The next day, we ventured north into the Grand Marais area including some back roads, which included the Superior National Forest. We saw little in the forest and back roads but enjoyed the breathtaking scenery of the beautiful bogs and boreal forest habitat. I discussed the ecology of the area, explaining that in spring and summer, these forests are teeming with breeding Neotropical songbirds and are a premier location normally to find some of the more elusive resident and irruptive birds of the boreal forest in winter. In Grand Marais we had some good birds in town and in the campground around the harbor. Among the highlights were a flock of 16 Bohemian Waxwings, a group of Eastern Bluebirds, Townsend’s Solitaire, winter finches and a few wintering ducks.

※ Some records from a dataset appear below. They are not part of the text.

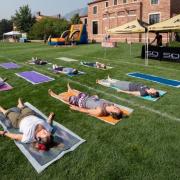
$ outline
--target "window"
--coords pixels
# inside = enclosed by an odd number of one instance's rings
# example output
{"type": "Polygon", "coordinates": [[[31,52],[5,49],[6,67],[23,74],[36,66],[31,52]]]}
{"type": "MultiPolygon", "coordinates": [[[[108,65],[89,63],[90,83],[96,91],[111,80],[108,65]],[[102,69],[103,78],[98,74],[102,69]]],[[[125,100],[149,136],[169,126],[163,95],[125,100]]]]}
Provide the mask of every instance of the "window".
{"type": "Polygon", "coordinates": [[[155,24],[160,22],[160,14],[150,14],[149,15],[149,24],[155,24]]]}
{"type": "Polygon", "coordinates": [[[159,4],[159,0],[151,0],[151,4],[159,4]]]}
{"type": "Polygon", "coordinates": [[[119,11],[119,12],[117,13],[117,15],[118,15],[118,16],[125,16],[125,11],[119,11]]]}
{"type": "Polygon", "coordinates": [[[93,21],[92,23],[92,33],[93,34],[98,34],[98,21],[93,21]]]}
{"type": "Polygon", "coordinates": [[[114,6],[116,6],[117,5],[117,0],[114,0],[114,6]]]}
{"type": "Polygon", "coordinates": [[[109,2],[106,1],[106,2],[105,2],[105,7],[108,7],[108,6],[109,6],[109,2]]]}
{"type": "Polygon", "coordinates": [[[97,14],[97,6],[93,7],[93,14],[97,14]]]}
{"type": "Polygon", "coordinates": [[[136,14],[136,10],[129,10],[128,11],[128,15],[135,15],[136,14]]]}

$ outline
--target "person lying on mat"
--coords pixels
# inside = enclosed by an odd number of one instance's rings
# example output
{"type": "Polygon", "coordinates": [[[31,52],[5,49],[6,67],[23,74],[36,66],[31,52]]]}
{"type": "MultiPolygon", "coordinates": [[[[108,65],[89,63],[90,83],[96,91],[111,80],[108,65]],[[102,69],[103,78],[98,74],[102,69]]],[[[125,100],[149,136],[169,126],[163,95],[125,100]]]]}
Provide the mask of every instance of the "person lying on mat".
{"type": "Polygon", "coordinates": [[[90,96],[86,93],[71,89],[68,84],[68,92],[73,94],[70,97],[63,97],[55,94],[51,89],[48,93],[50,96],[64,100],[71,105],[71,109],[88,113],[93,116],[112,116],[114,119],[121,119],[123,112],[119,107],[106,100],[100,99],[97,95],[90,96]]]}
{"type": "Polygon", "coordinates": [[[74,68],[66,68],[63,66],[58,66],[57,64],[53,64],[52,66],[53,70],[59,71],[65,74],[78,74],[78,70],[74,68]]]}
{"type": "Polygon", "coordinates": [[[103,83],[106,86],[109,87],[115,87],[119,90],[118,92],[124,92],[127,94],[132,94],[135,96],[151,96],[153,98],[159,97],[159,92],[154,89],[154,88],[149,88],[146,85],[143,84],[138,84],[138,83],[133,83],[129,81],[119,81],[119,80],[114,80],[108,77],[106,80],[97,80],[97,83],[103,83]]]}
{"type": "Polygon", "coordinates": [[[54,113],[51,112],[47,122],[39,118],[29,107],[24,106],[21,99],[18,99],[17,112],[12,109],[5,110],[0,106],[0,112],[7,117],[14,128],[19,128],[19,134],[0,131],[0,135],[9,137],[21,143],[35,143],[39,150],[48,150],[52,147],[53,128],[52,120],[54,113]]]}
{"type": "Polygon", "coordinates": [[[100,62],[95,62],[95,63],[93,63],[93,62],[82,62],[82,64],[85,65],[85,66],[92,66],[92,67],[95,67],[95,68],[98,68],[98,69],[99,68],[100,69],[106,69],[107,68],[105,64],[100,63],[100,62]]]}
{"type": "Polygon", "coordinates": [[[0,87],[1,87],[1,86],[4,86],[6,80],[7,80],[6,78],[0,79],[0,87]]]}
{"type": "Polygon", "coordinates": [[[36,57],[36,58],[32,58],[32,60],[29,61],[29,63],[33,63],[33,64],[36,64],[36,65],[45,65],[45,64],[47,64],[47,61],[44,61],[42,59],[38,59],[36,57]]]}

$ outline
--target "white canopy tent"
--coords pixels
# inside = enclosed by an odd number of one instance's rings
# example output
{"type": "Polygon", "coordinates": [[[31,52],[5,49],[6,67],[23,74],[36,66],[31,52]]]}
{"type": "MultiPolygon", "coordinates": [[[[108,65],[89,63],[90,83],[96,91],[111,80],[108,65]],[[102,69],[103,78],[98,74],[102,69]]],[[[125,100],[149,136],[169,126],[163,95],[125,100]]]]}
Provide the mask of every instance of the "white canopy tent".
{"type": "MultiPolygon", "coordinates": [[[[107,30],[107,33],[109,34],[134,34],[134,33],[145,33],[147,32],[147,23],[140,21],[138,19],[133,20],[131,22],[128,22],[126,24],[123,24],[121,26],[112,28],[107,30]]],[[[147,38],[145,38],[147,41],[147,38]]],[[[145,42],[146,44],[147,42],[145,42]]],[[[145,46],[146,47],[146,46],[145,46]]],[[[130,54],[131,54],[131,43],[130,43],[130,54]]],[[[145,64],[147,65],[147,57],[145,58],[145,64]]]]}
{"type": "MultiPolygon", "coordinates": [[[[153,24],[148,27],[147,32],[147,39],[149,32],[180,32],[180,14],[176,15],[170,19],[167,19],[165,21],[153,24]]],[[[145,54],[147,57],[147,64],[148,64],[148,41],[147,41],[147,49],[145,50],[145,54]]]]}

On January 21, we went up to the Superior National forest near Isabella. Again the forest was quiet and the windy and cold conditions didn’t help. So I decided we should make a run up to Sax-Zim Bog to see if we could find Great Gray Owls in the late afternoon. Unfortunately, we had no sightings.

On January 22, we started again back up to Sax-Zim to try one last time for Great Gray Owl. And we had great success! We watched one perched, hunting and flying around for over thirty minutes. Everyone was so thrilled to view this owl. We also managed great views of Boreal Chickadees and Pine Marten.

January 23 saw us birding the harbor around Duluth. We picked up some nice birds including Ruddy Duck and good numbers of gulls including Glaucous, Thayer’s, Iceland and Lesser Black-backed to round out the trip.  

Thank you for visiting our beautiful neck of the woods. I hope you all enjoyed the birds, ecology and mammals of the region. Come back and visit again soon!